Un equipo internacional integrado por Google Research, HHMI Janelia Research Campus y las universidades de Harvard y Princeton logró reconstruir de forma integral el cerebro y el sistema nervioso central de una mosca de la fruta adulta (Drosophila melanogaster). El conjunto de datos resultante, conocido como MaleCNS v1.0, registra más de 166.000 neuronas, unas 125 millones de conexiones sinápticas y cerca de 11.700 tipos celulares. A modo de referencia comparativa, el cerebro humano concentra aproximadamente 86.000 millones de neuronas.

Para delinear el conectoma —el mapa tridimensional del cerebro y el cordón nervioso— los investigadores cortaron miles de secciones ultrafinas y las fotografiaron con microscopía electrónica, generando millones de imágenes en 2D. Con herramientas de inteligencia artificial, las imágenes se alinearon y ensamblaron para construir un modelo en 3D con resolución a nivel celular. El resultado abarca no solo el cerebro, sino también el cordón nervioso, lo que posibilita seguir el flujo de información desde los estímulos sensoriales hasta las respuestas motoras.
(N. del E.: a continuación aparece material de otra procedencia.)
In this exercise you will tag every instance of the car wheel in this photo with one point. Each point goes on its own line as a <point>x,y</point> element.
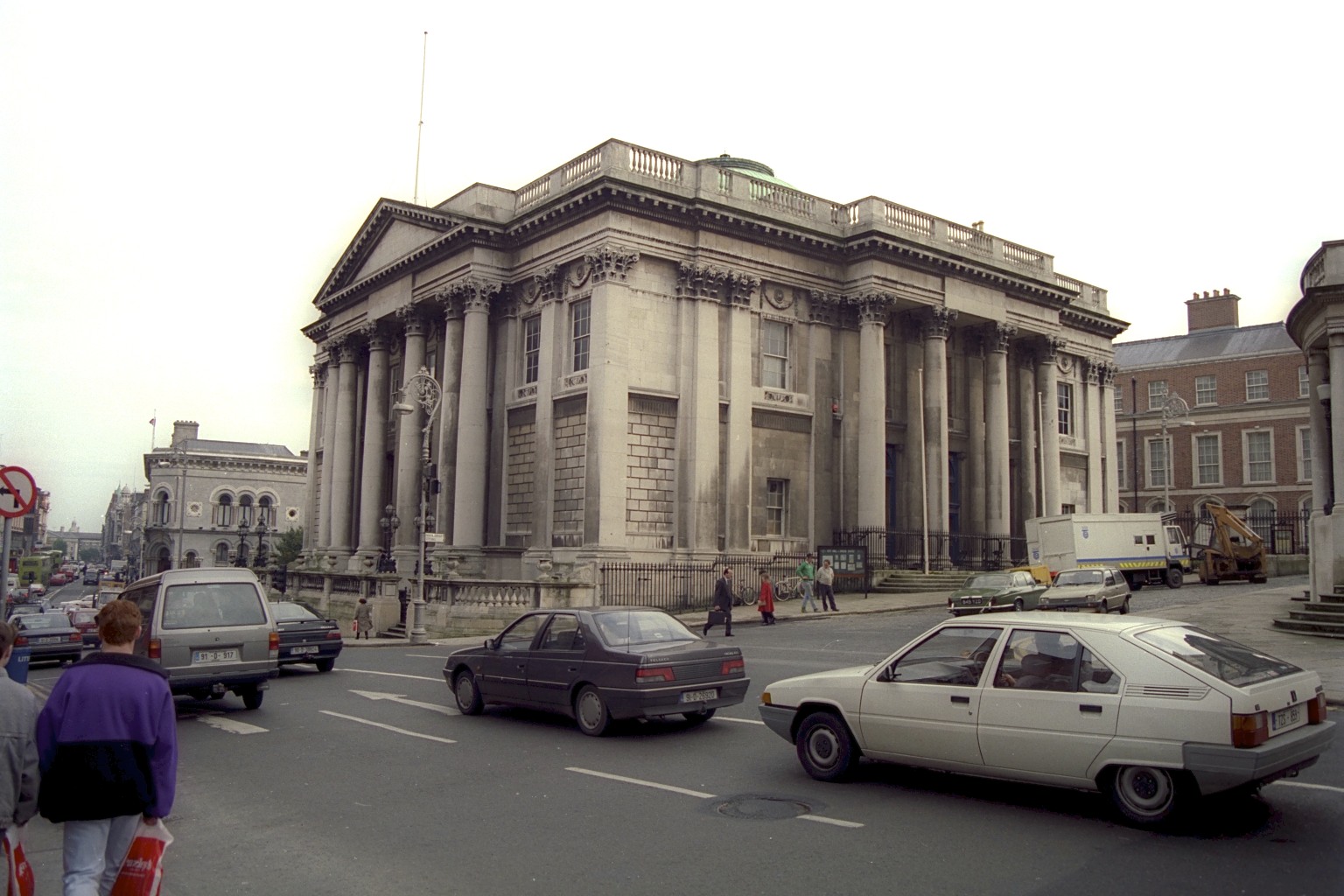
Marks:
<point>825,748</point>
<point>1144,794</point>
<point>591,712</point>
<point>466,693</point>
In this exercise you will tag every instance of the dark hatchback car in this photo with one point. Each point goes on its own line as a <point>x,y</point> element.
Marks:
<point>49,635</point>
<point>597,665</point>
<point>305,635</point>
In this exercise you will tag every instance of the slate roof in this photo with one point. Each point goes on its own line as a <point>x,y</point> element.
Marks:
<point>1201,346</point>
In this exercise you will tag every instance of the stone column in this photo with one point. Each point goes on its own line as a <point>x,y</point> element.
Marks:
<point>937,326</point>
<point>1096,488</point>
<point>874,312</point>
<point>343,461</point>
<point>1047,381</point>
<point>1028,462</point>
<point>313,439</point>
<point>1323,471</point>
<point>474,298</point>
<point>1109,439</point>
<point>409,434</point>
<point>998,444</point>
<point>324,514</point>
<point>375,451</point>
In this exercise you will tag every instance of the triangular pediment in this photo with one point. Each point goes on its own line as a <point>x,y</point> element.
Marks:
<point>391,233</point>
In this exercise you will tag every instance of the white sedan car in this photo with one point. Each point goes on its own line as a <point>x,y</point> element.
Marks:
<point>1148,710</point>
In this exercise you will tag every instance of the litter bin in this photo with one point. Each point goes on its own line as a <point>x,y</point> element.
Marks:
<point>18,668</point>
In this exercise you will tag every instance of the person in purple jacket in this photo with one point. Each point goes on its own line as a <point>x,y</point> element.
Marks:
<point>108,750</point>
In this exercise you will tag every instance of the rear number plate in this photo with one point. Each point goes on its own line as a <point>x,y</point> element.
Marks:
<point>214,655</point>
<point>1286,718</point>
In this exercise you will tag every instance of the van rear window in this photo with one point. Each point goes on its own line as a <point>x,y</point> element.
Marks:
<point>213,605</point>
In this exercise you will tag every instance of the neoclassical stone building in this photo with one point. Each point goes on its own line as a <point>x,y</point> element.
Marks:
<point>648,356</point>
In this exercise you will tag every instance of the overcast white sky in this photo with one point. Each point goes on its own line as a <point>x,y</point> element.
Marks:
<point>176,180</point>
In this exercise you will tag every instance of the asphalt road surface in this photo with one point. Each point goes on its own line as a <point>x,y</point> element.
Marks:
<point>366,780</point>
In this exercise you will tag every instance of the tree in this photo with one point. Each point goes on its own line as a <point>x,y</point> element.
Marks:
<point>288,546</point>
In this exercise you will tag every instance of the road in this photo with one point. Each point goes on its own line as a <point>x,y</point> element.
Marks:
<point>365,780</point>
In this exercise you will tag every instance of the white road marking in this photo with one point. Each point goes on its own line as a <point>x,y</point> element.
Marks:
<point>396,675</point>
<point>699,794</point>
<point>1303,783</point>
<point>378,724</point>
<point>402,699</point>
<point>837,822</point>
<point>231,725</point>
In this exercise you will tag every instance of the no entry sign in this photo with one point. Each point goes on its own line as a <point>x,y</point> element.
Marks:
<point>18,492</point>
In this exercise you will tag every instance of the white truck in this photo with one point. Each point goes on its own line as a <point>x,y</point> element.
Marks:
<point>1143,546</point>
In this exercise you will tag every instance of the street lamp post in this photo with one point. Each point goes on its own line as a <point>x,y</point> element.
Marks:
<point>425,391</point>
<point>1175,413</point>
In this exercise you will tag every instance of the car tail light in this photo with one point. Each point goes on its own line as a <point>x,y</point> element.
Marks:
<point>1250,730</point>
<point>1316,710</point>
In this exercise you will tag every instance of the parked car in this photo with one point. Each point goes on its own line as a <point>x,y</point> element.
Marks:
<point>49,635</point>
<point>996,592</point>
<point>599,664</point>
<point>1151,712</point>
<point>305,635</point>
<point>87,621</point>
<point>210,629</point>
<point>1088,590</point>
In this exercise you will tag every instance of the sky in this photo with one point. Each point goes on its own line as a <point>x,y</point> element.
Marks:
<point>176,180</point>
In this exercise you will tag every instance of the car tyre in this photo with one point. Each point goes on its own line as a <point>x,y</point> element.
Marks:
<point>591,712</point>
<point>1144,794</point>
<point>825,747</point>
<point>466,695</point>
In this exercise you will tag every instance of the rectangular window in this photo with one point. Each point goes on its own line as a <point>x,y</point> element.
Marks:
<point>531,348</point>
<point>581,324</point>
<point>1208,459</point>
<point>1206,389</point>
<point>776,506</point>
<point>1156,394</point>
<point>1304,454</point>
<point>1260,457</point>
<point>774,354</point>
<point>1158,468</point>
<point>1066,409</point>
<point>1256,386</point>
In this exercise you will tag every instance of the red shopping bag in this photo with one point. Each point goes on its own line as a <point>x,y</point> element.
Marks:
<point>143,870</point>
<point>19,876</point>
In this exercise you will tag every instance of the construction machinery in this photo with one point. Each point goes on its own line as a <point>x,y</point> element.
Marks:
<point>1228,550</point>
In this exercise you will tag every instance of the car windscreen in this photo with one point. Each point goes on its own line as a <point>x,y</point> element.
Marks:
<point>634,627</point>
<point>1223,659</point>
<point>211,605</point>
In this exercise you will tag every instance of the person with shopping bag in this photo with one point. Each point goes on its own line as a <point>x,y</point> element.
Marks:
<point>108,751</point>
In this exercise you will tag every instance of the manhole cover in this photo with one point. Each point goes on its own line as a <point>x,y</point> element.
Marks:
<point>762,808</point>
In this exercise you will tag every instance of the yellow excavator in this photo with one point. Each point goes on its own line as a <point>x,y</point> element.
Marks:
<point>1228,550</point>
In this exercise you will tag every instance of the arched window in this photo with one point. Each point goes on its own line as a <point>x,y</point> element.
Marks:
<point>225,511</point>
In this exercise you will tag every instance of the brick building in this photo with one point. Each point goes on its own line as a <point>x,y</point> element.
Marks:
<point>1236,404</point>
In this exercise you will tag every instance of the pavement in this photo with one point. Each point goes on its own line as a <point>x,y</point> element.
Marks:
<point>1241,612</point>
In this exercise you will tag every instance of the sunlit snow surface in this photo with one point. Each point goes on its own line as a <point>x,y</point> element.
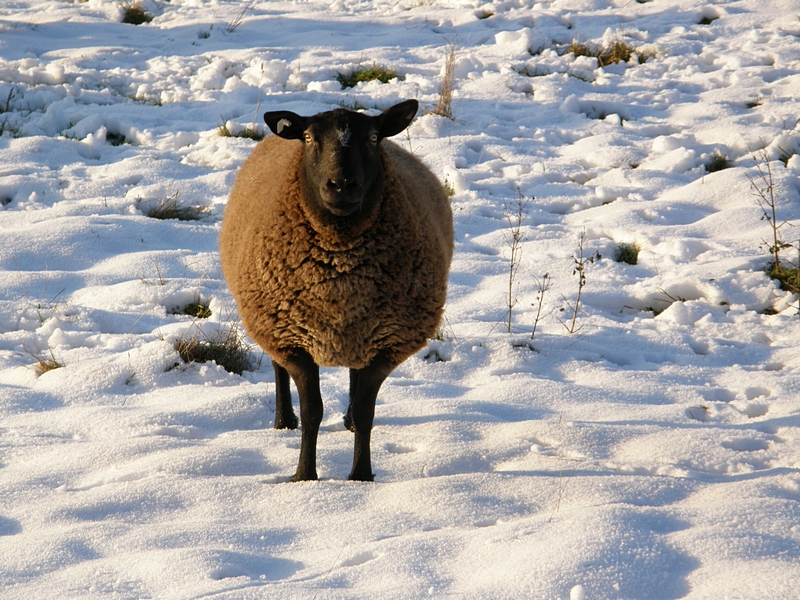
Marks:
<point>654,453</point>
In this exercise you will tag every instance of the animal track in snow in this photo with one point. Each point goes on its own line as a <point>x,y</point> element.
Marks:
<point>718,395</point>
<point>757,392</point>
<point>746,445</point>
<point>359,559</point>
<point>399,448</point>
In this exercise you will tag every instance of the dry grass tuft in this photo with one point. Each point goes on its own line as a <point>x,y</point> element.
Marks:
<point>226,347</point>
<point>134,14</point>
<point>44,364</point>
<point>445,106</point>
<point>617,51</point>
<point>627,253</point>
<point>363,73</point>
Pocos días después de liberar la base de datos al público, la comunidad de desarrolladores comenzó a experimentar con el conectoma dentro de simulaciones digitales. Uno de los impulsores fue el ingeniero Alex Wormuth, quien integró el modelo cerebral en el videojuego Doom. En ese entorno, cada fotograma activa 3.335 señales de brillo y 811 de color que estimulan las neuronas sensoriales del cerebro digital, generando más de 25 millones de conexiones para tomar decisiones de control. El sistema también incorpora mecanismos de aprendizaje: cuando se produce daño no fatal dentro del juego, se activa una señal de refuerzo a través de las células dopaminérgicas PPL101. Otras iniciativas buscaron adaptar el mapa para interactuar con títulos como Super Mario 64 y Beat Saber.

En paralelo, Wormuth lanzó el proyecto Stonkfly, que expone el cerebro simulado de 166.700 neuronas a gráficos de mercados para operar criptomonedas. Cuando el portafolio virtual registra ganancias, la simulación libera dopamina en 15 células neuronales; en caso de pérdidas, se activan dos células aversivas. Paralelamente, diferentes grupos trabajaron para emplear la red biológica digital en otros fines, como emitir tokens en plataformas financieras, resolver salas de escape, diseñar tipografías descargables y clasificar correos electrónicos.